In what is being hailed as a historic development, the U.S. Equal Employment Opportunity Commission has held in a divided ruling that workplace sexual orientation discrimination is illegal under federal law.

Current federal law does not explicitly extend civil rights protections to lesbian, gay, bisexual and transgender employees.

Wednesday's 3-2 ruling by the commission directly applies only to federal workers.

However, “While the decision arose from a federal-sector case where we have adjudicatory authority, its reasoning and application extend to the entire EEOC, including how we will look at investigations, conciliations and litigation,” an EEOC spokeswoman said in a statement.

The case was filed by an unidentified complainant who worked as a supervisory air traffic control specialist at the International Airport in Miami, who charged that he had been denied a position as a permanent front line manager because he was gay.

The complaint was dismissed by the agency on the grounds it had not been filed in a timely fashion, and the complainant appealed the decision to the five EEOC commissioners.

The commission, which held the complaint was timely, said in its ruling that sexual orientation discrimination was prohibited under Title VII of the Civil Rights Act of 1964.

“When an employee raises a claim of sexual orientation discrimination as sex discrimination under Title VII, the question is not whether sexual orientation is explicitly listed in Title VII as a prohibited basis for employment actions. It is not,” said the ruling.

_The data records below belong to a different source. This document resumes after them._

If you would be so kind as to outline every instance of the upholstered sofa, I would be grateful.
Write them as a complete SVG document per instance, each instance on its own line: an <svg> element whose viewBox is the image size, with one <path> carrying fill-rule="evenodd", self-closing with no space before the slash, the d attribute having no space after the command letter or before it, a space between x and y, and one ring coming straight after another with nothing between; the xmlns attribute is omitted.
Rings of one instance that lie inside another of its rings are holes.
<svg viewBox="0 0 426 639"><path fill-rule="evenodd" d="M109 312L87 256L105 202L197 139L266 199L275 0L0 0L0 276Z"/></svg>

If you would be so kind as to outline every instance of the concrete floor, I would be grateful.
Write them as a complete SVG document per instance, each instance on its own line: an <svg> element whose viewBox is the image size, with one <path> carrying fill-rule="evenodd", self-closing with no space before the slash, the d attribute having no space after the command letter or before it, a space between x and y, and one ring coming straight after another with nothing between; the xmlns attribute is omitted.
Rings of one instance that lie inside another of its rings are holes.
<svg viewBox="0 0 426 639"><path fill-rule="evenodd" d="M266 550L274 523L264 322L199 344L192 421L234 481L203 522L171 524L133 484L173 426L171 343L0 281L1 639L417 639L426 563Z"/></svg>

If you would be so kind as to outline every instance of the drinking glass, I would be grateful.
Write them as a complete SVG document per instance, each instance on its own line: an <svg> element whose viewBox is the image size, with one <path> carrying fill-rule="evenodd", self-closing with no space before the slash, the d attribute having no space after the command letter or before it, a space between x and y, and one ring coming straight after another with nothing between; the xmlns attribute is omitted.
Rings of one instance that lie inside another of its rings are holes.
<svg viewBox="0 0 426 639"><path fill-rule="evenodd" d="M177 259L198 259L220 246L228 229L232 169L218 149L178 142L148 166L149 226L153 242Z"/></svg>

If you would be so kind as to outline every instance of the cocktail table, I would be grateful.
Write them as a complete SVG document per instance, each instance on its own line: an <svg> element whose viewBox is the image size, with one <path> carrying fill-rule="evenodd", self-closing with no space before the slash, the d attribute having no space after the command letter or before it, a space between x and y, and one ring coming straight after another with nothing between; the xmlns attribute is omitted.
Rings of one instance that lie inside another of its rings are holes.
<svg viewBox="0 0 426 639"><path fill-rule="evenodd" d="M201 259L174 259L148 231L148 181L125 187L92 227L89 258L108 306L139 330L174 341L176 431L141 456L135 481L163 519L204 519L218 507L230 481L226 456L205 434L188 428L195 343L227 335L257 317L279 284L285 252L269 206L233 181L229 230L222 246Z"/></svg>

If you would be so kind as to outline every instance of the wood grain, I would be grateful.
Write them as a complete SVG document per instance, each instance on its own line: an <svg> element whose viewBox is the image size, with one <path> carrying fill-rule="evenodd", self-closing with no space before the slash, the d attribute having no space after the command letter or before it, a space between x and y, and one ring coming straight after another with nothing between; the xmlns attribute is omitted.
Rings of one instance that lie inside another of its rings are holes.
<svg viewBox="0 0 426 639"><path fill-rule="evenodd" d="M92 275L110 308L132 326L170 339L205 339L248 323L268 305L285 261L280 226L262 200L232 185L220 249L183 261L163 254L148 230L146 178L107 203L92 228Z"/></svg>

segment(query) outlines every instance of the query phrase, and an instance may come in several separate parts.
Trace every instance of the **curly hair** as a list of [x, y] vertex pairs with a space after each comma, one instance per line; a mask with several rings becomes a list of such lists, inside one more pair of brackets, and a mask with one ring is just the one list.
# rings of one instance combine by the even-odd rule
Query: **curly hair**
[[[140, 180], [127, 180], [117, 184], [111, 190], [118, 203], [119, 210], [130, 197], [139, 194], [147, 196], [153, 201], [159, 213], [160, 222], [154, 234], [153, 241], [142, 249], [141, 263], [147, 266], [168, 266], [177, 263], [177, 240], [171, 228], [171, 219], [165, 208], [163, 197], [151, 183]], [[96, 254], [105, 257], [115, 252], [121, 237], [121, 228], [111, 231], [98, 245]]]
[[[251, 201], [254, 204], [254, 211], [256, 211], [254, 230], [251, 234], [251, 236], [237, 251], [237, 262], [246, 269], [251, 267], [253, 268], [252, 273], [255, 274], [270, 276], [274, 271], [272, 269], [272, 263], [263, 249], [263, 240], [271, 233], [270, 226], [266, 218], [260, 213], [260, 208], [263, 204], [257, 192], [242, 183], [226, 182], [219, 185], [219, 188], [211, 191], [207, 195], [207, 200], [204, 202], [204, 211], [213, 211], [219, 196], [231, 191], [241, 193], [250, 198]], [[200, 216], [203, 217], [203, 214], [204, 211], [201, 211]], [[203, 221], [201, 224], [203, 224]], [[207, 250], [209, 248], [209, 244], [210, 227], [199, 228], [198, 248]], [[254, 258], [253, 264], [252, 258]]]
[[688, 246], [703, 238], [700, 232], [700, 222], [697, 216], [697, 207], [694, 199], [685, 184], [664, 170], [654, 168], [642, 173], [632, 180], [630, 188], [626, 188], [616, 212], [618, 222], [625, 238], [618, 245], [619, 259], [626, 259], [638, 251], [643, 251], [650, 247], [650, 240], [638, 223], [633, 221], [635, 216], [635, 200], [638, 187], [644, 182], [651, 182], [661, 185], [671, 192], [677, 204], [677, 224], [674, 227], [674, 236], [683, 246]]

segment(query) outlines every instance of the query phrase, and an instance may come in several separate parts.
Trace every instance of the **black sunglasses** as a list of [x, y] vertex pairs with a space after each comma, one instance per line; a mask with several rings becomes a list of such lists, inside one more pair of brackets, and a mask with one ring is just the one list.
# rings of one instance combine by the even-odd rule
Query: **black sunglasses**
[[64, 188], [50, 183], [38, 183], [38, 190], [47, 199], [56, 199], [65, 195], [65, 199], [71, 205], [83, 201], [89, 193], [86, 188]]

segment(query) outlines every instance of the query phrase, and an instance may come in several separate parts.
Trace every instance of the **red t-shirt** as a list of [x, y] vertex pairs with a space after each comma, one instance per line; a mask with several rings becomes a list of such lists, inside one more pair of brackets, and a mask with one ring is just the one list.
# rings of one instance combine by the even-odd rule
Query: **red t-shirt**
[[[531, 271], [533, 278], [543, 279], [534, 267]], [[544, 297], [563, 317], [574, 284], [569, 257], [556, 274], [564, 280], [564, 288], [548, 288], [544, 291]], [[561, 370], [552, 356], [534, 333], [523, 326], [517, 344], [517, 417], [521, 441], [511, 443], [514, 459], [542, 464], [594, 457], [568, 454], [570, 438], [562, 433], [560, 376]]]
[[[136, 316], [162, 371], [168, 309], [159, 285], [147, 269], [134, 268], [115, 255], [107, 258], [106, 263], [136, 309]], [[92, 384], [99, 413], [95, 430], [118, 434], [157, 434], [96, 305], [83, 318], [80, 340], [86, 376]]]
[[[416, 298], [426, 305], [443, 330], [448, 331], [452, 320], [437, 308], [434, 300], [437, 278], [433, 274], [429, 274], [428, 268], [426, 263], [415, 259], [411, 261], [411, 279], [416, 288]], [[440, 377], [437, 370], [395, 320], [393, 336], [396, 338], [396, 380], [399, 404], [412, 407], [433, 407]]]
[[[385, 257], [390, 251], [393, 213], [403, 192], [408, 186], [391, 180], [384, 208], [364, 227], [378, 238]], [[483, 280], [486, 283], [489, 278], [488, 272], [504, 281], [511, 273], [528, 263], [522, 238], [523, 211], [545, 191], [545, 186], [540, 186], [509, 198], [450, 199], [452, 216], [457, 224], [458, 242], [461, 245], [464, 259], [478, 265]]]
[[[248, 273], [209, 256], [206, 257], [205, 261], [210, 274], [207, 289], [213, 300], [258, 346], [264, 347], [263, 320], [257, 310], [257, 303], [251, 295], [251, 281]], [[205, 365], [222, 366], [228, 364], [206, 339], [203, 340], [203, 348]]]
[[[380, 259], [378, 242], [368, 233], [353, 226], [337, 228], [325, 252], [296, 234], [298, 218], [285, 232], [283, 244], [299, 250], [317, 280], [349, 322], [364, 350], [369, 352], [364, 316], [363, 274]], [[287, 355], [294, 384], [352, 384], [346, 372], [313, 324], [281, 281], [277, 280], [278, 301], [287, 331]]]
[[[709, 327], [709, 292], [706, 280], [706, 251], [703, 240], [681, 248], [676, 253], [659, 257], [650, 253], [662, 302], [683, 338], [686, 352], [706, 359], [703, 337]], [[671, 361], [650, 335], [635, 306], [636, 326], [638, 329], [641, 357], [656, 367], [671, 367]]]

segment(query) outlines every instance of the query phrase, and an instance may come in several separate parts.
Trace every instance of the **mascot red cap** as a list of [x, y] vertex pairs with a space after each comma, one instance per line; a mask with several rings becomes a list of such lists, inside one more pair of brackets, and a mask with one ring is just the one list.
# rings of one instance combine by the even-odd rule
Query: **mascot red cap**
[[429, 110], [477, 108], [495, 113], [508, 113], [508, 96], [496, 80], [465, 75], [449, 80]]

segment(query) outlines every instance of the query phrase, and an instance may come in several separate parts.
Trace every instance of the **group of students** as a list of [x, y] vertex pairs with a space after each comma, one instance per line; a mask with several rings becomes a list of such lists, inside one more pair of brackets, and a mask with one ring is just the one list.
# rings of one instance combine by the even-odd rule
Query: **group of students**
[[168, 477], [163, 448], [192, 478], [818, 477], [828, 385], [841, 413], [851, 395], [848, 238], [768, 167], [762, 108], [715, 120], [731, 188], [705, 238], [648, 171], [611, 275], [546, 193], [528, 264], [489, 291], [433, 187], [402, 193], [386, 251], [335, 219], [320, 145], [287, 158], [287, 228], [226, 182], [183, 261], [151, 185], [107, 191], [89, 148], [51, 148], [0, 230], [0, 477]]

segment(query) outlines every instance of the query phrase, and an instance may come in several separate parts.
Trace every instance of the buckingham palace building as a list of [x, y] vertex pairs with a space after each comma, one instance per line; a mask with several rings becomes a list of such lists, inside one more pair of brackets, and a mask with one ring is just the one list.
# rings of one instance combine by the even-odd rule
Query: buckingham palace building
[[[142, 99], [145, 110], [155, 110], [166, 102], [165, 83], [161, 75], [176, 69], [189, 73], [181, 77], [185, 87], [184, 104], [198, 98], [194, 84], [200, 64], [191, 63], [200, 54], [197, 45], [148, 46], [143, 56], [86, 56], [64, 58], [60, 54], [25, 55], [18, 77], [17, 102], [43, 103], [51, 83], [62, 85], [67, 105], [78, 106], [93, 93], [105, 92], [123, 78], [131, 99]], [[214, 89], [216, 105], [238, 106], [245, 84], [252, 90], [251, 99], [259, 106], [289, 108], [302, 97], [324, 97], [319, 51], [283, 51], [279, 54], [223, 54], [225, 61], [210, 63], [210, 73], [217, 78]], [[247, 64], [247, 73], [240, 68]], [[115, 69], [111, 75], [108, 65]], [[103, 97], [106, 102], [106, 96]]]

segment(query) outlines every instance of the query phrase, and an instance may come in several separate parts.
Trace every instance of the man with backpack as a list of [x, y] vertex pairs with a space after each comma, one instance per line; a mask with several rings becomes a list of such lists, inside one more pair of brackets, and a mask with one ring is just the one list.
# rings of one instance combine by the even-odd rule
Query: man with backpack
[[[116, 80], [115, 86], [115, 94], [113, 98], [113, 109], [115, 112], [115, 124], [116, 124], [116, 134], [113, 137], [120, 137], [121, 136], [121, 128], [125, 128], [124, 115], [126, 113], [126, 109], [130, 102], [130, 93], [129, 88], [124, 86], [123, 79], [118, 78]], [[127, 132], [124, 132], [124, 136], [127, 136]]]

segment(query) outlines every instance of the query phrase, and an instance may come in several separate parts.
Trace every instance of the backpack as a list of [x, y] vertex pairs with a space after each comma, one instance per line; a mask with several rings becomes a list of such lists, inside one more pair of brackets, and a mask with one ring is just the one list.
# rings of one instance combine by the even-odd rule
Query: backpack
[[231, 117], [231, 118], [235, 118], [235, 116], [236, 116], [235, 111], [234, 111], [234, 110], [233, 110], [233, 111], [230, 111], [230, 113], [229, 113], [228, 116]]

“Rather the question for purposes of Title VII coverage of a sexual orientation claim is the same as any other Title VII case involving allegations of sex discrimination — whether the agency has 'relied on sex-based considerations' or 'take(n) gender into account' when taking the challenged employment action,” said the ruling, quoting the U.S Supreme Court's ruling in Price Waterhouse vs. Hopkins. The high court held in that 1989 ruling that a plaintiff can rely on gender-stereotyping evidence to show that discrimination occurred.

This was the case here, said the ruling and the “(c)omplainant, therefore, has stated a claim of sex discrimination.”

“Now, anyone who works for an employer with 15 or more employees can file a charge of sex discrimination with the EEOC if she is discriminated against because of her sexual orientation or gender identity or expression,” said the New York-based American Civil Liberties Union, in a statement.